As a Psychologist, I’m influenced by several theoretical perspectives including existential, gestalt, cognitive, and psychodynamic. While these influence my practice, I find clients often struggle with one of the below themes. Such themes bring them to therapy and connect to their initial distress.
There are times in our lives where we recognize a need to go in a different direction — but struggle doing so. Examples include relationships, careers, or new responsibilities. Sometimes the feeling of being at a crossroads is more vague, less specific. It may be a nagging sense of being stuck, lacking joy, or wanting to go somewhere else (not knowing where or why). Other times, the crossroads are identified in our own lives by others. People we love who identify unhealthy or unproductive patterns, ways of thinking, or behaviors in need of change.

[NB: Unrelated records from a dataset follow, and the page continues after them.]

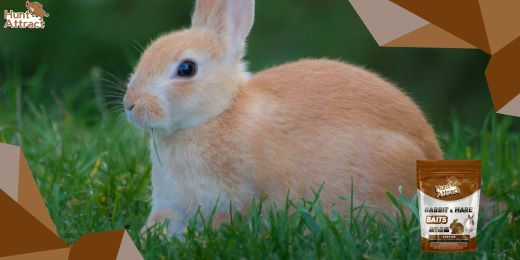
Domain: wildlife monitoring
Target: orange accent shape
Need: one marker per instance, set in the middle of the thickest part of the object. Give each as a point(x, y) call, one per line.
point(504, 79)
point(105, 245)
point(429, 36)
point(22, 233)
point(461, 18)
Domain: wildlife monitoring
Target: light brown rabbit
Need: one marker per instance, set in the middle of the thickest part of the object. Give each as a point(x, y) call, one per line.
point(225, 134)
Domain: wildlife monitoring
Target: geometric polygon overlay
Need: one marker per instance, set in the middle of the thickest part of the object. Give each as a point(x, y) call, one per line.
point(27, 230)
point(490, 25)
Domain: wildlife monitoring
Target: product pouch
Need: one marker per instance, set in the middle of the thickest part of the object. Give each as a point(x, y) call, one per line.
point(449, 195)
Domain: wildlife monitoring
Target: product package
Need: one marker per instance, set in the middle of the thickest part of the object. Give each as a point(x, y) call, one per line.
point(449, 195)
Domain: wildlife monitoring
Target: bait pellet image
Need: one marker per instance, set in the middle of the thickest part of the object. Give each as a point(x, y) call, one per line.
point(449, 195)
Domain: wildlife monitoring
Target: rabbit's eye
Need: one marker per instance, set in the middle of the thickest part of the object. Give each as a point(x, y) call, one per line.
point(187, 69)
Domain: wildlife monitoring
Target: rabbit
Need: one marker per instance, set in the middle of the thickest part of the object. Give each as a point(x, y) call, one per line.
point(456, 227)
point(223, 136)
point(36, 9)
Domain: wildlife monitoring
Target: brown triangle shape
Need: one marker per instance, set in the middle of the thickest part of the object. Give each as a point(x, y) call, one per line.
point(104, 245)
point(54, 254)
point(502, 75)
point(22, 233)
point(461, 18)
point(30, 198)
point(502, 21)
point(429, 36)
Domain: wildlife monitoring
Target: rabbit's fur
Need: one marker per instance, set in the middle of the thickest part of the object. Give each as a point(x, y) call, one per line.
point(230, 136)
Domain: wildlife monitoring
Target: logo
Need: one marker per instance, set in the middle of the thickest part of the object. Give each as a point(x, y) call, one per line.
point(30, 19)
point(451, 188)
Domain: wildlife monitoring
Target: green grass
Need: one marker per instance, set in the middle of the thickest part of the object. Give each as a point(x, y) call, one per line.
point(95, 176)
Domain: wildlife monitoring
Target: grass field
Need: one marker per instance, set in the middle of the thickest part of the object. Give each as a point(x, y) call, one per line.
point(95, 176)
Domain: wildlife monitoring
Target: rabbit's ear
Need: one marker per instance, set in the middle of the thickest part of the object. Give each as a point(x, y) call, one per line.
point(232, 19)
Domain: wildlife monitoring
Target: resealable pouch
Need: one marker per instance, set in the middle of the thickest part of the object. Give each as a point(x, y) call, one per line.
point(449, 195)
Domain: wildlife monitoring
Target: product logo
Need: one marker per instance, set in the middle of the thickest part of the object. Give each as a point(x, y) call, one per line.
point(30, 19)
point(451, 188)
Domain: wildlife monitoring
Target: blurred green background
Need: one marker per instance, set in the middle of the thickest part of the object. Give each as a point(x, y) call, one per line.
point(85, 42)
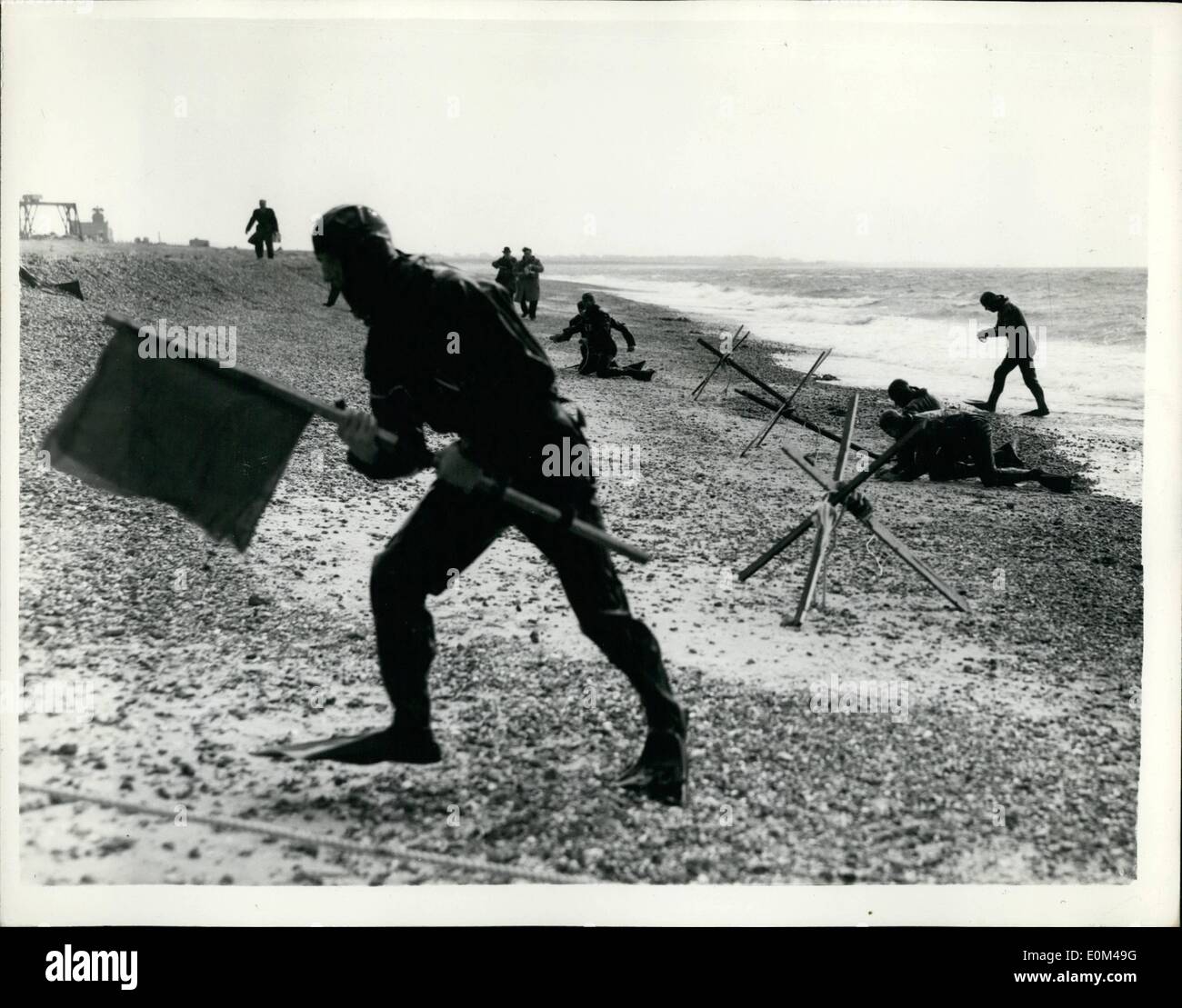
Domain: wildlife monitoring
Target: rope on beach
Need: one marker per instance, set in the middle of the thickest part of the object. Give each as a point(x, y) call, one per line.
point(349, 846)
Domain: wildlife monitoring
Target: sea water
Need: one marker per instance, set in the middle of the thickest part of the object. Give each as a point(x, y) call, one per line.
point(921, 323)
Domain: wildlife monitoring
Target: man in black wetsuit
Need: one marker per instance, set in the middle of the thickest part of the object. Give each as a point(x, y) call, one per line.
point(958, 447)
point(266, 232)
point(449, 351)
point(506, 270)
point(911, 400)
point(598, 349)
point(1020, 351)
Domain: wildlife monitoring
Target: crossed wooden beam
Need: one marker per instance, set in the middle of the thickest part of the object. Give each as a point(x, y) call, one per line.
point(842, 496)
point(722, 359)
point(785, 408)
point(779, 400)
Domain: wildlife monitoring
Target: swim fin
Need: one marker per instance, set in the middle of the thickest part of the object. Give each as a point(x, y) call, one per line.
point(369, 747)
point(1060, 484)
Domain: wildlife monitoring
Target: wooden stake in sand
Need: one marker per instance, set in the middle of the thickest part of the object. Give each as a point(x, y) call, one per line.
point(779, 400)
point(839, 497)
point(785, 406)
point(736, 344)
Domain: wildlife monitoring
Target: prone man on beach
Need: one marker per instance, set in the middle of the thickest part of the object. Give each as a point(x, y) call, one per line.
point(957, 445)
point(598, 350)
point(911, 400)
point(449, 351)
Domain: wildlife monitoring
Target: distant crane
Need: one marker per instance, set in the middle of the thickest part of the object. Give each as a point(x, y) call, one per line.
point(95, 228)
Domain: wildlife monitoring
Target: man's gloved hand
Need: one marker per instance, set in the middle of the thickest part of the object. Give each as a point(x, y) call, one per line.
point(457, 469)
point(358, 430)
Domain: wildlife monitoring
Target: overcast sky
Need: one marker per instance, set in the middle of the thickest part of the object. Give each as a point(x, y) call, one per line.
point(945, 145)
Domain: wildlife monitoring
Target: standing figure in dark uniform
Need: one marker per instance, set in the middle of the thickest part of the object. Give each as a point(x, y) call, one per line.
point(911, 400)
point(527, 283)
point(1019, 354)
point(506, 270)
point(597, 346)
point(449, 351)
point(267, 231)
point(958, 447)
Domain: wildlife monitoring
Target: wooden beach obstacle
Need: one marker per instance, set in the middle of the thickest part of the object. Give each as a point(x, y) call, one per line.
point(736, 342)
point(778, 400)
point(843, 496)
point(786, 405)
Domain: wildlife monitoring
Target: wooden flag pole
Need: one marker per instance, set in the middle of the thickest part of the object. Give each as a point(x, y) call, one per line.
point(842, 496)
point(513, 497)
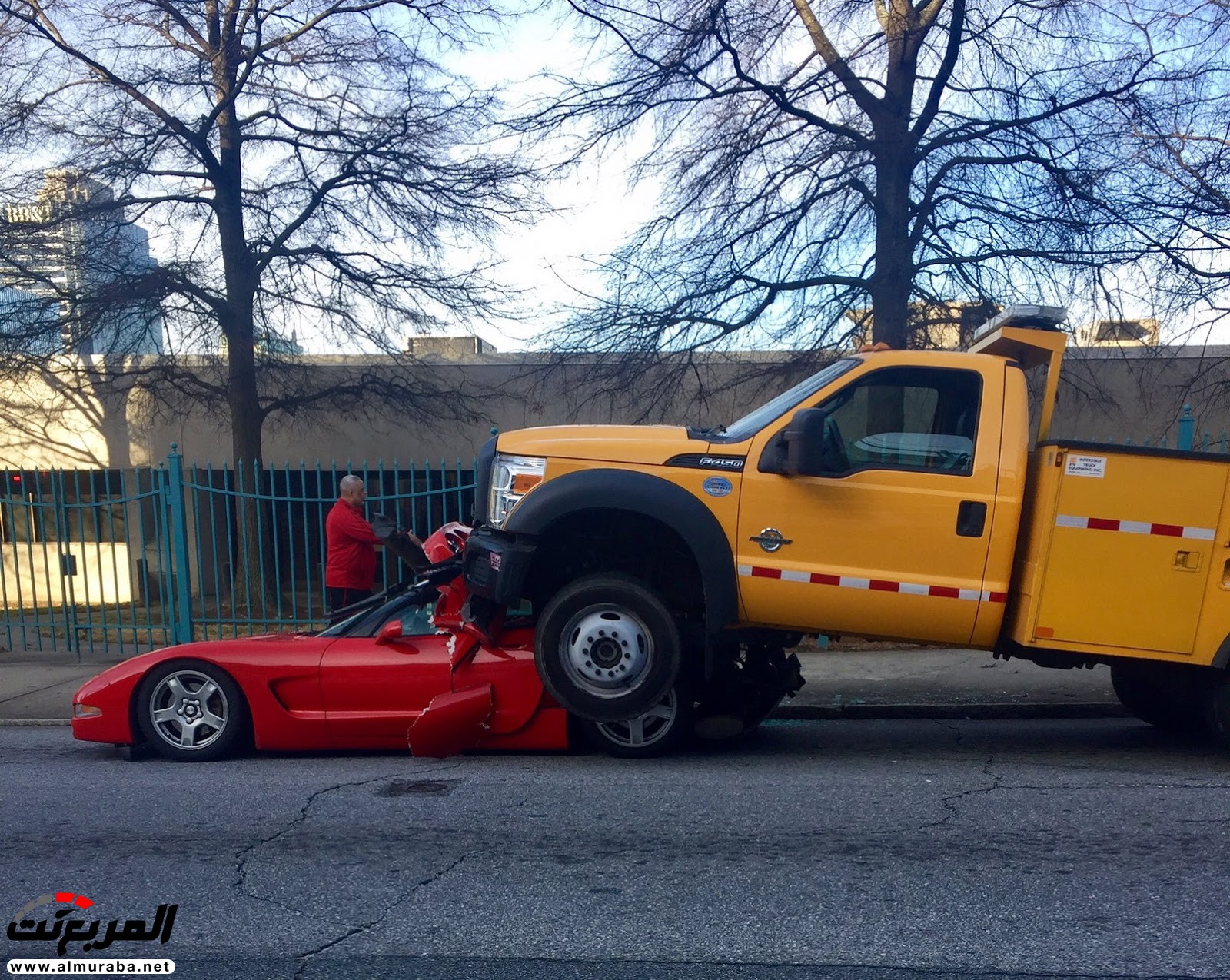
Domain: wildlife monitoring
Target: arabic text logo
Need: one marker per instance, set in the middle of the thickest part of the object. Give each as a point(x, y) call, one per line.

Core Existential Struggles
Influenced by existential writings, I believe that we are susceptible to big picture life struggles that may be beyond our everyday awareness – but impact us considerably. Our distress may be focused on something “small” but it’s actually related to something much bigger or a larger existential question. While often not the underlying reason for what brings us to therapy, these struggles are real.
Some of these include:
- Finding purpose and meaning in our lives
- Coping with loss
- Achieving true intimacy versus handling our own aloneness
- Dealing with life’s fragility and making the most of our time
Finally, influenced by a range of cognitive perspectives, I believe clients often enact rigid, unrealistic, and at times inflexible ways of thinking. These thinking styles impact their emotional lives, behaviors, and decision-making. Our unique and inflexible cognitive styles are often shaped by early experiences and family/societal messages. As Albert Ellis wrote, we have a unique way of creating what can be a upsetting, unhealthy internal self-talk. We also have preferences for life to be a certain way, that we express as needs. While it can be hard to change our thinking styles, being challenged about our thoughts that connect to our inner and outer worlds can be quite helpful.